Chevron Corp. Chief Financial Officer Eimear Bonner said the company's portfolio remains resilient despite recent geopolitical risks during a Bloomberg Television appearance.
This stability comes as the energy sector navigates volatile oil prices and regional conflicts that can disrupt global supply chains. For investors, the company's ability to maintain production growth while returning capital through buybacks serves as a key indicator of financial health.
Bonner appeared on the program “Bloomberg The Close” to discuss the company's first-quarter 2024 financial performance [1]. The company reported an adjusted earnings per share of $1.41 [4] and an adjusted first-quarter net income of approximately U.S.$1 billion [6].
Growth was driven largely by upstream strength. The company saw a 15% jump in production during the first quarter [4]. However, the overall profit performance remains a point of contention among analysts. Some reports indicate that the company beat estimates due to a war-driven surge in oil prices [6], while other data suggests overall profit fell to its lowest level in five years [3].
Despite these swings, Bonner emphasized the company's strategic positioning. "Our portfolio is resilient to recent geopolitical risks," Bonner said [2].
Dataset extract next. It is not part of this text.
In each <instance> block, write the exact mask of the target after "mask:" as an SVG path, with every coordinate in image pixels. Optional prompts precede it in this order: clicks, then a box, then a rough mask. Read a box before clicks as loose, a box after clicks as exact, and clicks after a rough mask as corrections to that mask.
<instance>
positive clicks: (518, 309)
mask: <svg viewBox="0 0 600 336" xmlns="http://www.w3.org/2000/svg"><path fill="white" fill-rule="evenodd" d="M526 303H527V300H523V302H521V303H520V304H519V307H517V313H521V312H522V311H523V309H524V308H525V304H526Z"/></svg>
Beyond production, the CFO highlighted the company's buyback strategy. Chevron continues to focus on its capital-return strategy to provide value to shareholders amid the fluctuating market. The company's ability to balance these buybacks with the costs of maintaining a global asset portfolio remains central to its current operational goals [1, 2].
Bonner's comments coincide with the broader release of the company's 2024 first-quarter earnings, which highlighted the contrast between upstream success and downstream losses [3].
“"Our portfolio is resilient to recent geopolitical risks."”
Chevron's reported production increase and earnings beat suggest the company is leveraging upstream strength to offset volatility in other sectors. However, the contradiction between record-low five-year profits and estimate-beating performance indicates a complex financial picture where short-term gains from oil price spikes may be masking longer-term profit compression.